Tobin Sprout - The Universe and Me (Cover Artwork)
Staff Pick

Tobin Sprout

The Universe and Me (2016)

Burger records

                Every genre has its great songwriting duos; Lennon and McCartney, Morrissey and Marr, Mould and Hart, and in the early nineties Lo-Fi had Pollard and Sprout. While Rob Pollard has certainly written more songs, outside of Guided by Voices, than Tobin Sprout, the later of the two is every bit the songwriter. This is certainly evidenced on his latest release, The Universe and Me.

“Future Boy Today/Man of Tomorrow,” is a great fuzzed out garage number to kick the whole thing off. With guitars that are pure ear candy, the song does what any great album opener should do. It draws you in and gets you ready for the ride the rest of the album is going to take you on. The song is a throwback to early nineties indie rock, not that different from what you would have found in the band that made Tobin Sprout a house hold name in Indie Rock circles. When the music mixes with Sprout’s vocals that still sound as whimsical as they did twenty-five years ago, the track becomes a song that not only makes you want to hear what comes next. It’s one that you will find yourself returning to once you’re done listening to the album.

The next song, which is also the title track, is much more stripped back features a prominent piano and guitar melody sets the flow of the album in full swing. Throughout the album Sprout shifts back and forth between great fuzzed out garage numbers and quieter songs. The quieter numbers do a great job of showcasing what a great vocalist Tobin Sprout is. I would even go so far as to say that many of these numbers show that he is one of the most underappreciated vocalists from the early nineties indie rock scene.

One of the album’s standout tracks, "I Fall You Fall", brings both the louder and quieter elements of this album together in fantastic fashion. The song brings to mind Neil Young and Crazy Horse, in the best sense possible, with its somber vocals and world weariness mixed with acoustic guitar and some fantastic electric guitar work laid down over all over it.

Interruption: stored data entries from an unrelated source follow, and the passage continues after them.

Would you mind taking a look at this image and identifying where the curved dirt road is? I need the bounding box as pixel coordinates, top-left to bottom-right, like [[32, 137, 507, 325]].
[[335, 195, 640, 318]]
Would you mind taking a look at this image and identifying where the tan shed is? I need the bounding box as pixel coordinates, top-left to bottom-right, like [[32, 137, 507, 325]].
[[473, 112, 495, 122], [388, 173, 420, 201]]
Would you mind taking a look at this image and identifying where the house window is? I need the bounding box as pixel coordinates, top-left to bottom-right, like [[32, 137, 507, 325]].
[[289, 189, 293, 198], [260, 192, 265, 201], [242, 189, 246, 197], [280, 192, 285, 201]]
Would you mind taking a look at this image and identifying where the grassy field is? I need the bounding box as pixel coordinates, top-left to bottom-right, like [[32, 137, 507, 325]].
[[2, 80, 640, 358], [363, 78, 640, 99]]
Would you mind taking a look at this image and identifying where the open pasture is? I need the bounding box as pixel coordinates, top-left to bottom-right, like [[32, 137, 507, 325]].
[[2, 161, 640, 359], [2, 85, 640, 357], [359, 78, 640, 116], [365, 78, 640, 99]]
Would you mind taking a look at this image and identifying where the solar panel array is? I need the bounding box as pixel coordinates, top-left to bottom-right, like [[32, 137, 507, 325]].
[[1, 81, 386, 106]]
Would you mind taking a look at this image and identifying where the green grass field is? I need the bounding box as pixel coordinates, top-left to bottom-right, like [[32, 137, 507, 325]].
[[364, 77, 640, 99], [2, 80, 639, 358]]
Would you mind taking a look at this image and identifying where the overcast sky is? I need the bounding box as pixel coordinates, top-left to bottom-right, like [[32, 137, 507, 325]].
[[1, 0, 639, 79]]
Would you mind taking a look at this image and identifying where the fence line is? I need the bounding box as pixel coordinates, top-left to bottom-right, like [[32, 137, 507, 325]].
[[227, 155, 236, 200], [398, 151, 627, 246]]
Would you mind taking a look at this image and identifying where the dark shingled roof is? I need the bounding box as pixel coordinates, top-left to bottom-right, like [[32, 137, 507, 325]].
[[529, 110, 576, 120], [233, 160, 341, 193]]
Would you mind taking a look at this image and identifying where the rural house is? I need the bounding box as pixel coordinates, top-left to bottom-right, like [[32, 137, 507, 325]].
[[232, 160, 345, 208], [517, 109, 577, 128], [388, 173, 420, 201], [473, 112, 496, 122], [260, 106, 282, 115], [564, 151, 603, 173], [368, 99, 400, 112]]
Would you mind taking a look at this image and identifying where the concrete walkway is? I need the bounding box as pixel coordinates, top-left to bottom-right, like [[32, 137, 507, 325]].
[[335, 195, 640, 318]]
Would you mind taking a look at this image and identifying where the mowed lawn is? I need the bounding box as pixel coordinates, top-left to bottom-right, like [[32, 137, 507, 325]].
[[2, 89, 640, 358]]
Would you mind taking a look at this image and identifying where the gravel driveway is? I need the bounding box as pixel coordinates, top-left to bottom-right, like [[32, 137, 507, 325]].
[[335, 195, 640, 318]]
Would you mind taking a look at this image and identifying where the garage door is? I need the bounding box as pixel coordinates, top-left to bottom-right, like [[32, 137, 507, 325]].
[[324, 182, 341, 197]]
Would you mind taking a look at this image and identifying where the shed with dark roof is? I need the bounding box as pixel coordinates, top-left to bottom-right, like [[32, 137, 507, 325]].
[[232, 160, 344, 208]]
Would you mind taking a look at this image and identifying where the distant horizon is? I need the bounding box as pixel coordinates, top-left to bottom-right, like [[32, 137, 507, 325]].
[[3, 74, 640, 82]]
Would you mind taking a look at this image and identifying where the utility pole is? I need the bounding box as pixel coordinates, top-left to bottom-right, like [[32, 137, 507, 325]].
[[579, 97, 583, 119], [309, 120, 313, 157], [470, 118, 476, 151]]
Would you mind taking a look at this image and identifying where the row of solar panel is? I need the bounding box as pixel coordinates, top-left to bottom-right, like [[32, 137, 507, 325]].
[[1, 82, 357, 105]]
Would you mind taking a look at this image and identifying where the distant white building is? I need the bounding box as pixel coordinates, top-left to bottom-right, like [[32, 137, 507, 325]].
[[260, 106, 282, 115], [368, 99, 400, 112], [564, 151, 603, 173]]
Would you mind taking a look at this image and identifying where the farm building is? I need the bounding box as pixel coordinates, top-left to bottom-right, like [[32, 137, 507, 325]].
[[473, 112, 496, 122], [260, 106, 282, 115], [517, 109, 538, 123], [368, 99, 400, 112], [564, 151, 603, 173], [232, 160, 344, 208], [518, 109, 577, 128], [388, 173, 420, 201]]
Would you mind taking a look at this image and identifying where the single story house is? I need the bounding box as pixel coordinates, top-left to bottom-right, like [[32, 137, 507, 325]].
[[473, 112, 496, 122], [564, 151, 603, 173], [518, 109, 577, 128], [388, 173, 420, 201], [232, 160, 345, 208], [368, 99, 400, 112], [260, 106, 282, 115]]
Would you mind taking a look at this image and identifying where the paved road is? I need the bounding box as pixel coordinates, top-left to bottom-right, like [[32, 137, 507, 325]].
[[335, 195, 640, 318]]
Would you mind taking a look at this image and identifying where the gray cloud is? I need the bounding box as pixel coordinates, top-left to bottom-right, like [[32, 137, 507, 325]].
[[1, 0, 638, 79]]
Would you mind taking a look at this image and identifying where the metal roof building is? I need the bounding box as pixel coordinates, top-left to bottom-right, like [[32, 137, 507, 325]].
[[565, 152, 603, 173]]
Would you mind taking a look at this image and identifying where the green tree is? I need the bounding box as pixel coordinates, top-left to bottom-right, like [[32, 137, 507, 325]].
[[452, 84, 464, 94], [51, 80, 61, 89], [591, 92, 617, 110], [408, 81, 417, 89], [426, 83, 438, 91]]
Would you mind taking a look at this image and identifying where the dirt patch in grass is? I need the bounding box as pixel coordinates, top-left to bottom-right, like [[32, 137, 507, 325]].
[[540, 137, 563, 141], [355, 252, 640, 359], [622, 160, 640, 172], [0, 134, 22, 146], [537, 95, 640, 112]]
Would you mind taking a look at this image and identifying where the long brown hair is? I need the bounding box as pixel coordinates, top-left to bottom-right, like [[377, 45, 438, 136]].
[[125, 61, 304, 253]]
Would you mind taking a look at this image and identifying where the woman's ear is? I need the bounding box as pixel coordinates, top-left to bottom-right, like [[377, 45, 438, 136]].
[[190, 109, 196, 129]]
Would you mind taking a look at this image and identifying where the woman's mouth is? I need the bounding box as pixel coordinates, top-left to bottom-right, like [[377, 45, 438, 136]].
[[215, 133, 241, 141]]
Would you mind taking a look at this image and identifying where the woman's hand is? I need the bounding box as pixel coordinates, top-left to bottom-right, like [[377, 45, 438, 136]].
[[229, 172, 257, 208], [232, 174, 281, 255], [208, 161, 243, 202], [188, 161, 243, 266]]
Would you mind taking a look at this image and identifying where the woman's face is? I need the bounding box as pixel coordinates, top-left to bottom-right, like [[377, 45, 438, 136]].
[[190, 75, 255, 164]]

This brings us to the central theme of this album, the wistfulness of childhood juxtaposed with the weariness of adulthood, which is chronicled beautifully throughout. Something I found myself thinking as I listened to this was how great of a lyricist Tobin Sprout is. While his former bandmate, the aforementioned Rob Pollard, tends to be a bit more cryptic in his lyrics this album finds Sprout taking a much more direct approach. Doing so, allows plain language to capture the beauty, the pain, and the somber nature of the themes he explores.

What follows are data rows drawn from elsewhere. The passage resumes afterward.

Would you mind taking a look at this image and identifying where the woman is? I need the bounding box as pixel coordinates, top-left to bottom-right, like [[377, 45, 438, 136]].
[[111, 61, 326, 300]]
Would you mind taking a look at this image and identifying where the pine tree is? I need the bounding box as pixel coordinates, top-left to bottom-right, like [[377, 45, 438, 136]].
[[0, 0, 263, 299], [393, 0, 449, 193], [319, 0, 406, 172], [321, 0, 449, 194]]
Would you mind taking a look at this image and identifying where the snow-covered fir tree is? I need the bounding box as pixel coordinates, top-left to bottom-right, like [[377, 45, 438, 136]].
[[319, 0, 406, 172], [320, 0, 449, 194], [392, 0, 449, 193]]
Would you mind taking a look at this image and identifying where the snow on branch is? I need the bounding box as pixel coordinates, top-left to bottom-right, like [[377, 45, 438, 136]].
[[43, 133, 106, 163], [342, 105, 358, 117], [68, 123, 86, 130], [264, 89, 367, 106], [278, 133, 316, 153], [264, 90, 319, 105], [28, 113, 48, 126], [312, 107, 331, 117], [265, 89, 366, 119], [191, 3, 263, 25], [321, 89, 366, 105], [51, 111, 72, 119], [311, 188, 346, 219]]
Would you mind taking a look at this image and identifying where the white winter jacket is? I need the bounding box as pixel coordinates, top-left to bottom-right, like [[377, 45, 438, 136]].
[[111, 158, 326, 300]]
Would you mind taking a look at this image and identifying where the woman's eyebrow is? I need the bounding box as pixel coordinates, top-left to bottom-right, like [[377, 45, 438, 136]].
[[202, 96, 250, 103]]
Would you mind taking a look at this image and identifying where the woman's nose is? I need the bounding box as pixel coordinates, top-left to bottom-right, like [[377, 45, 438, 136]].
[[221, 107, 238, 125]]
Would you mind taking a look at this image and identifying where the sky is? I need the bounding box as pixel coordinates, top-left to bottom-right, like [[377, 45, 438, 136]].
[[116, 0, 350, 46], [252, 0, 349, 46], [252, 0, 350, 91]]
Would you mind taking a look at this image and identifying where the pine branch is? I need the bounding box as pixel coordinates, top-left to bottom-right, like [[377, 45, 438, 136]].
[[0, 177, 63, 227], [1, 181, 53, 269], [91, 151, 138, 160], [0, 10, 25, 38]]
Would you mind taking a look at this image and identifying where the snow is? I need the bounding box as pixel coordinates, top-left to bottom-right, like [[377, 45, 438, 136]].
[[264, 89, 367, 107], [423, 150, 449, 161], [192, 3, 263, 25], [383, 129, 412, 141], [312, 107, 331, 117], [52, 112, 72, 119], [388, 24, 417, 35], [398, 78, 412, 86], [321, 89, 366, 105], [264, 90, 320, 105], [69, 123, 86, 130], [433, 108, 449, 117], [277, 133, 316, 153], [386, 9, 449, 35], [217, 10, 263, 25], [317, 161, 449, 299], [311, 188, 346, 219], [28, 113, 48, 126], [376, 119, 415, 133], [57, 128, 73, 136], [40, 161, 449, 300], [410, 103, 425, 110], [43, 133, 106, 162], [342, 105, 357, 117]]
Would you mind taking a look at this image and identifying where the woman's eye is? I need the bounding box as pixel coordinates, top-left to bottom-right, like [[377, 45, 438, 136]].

This album shows influences from so many artists I enjoy as songwriters. There are elements of John Lennon, the aforementioned Neil Young, and even some elements that bring to mind anti-folk musicians like Jeffrey Lewis and Daniel Johnston. While it’s unlikely to have the same influence as his earlier work in Guided by Voices, this is an album that is likely to get repeated spins on the turntable. It also is a solid reminder, that Tobin Sprout is every bit the songwriter and musician that his former GBV cohort Rob Pollard is.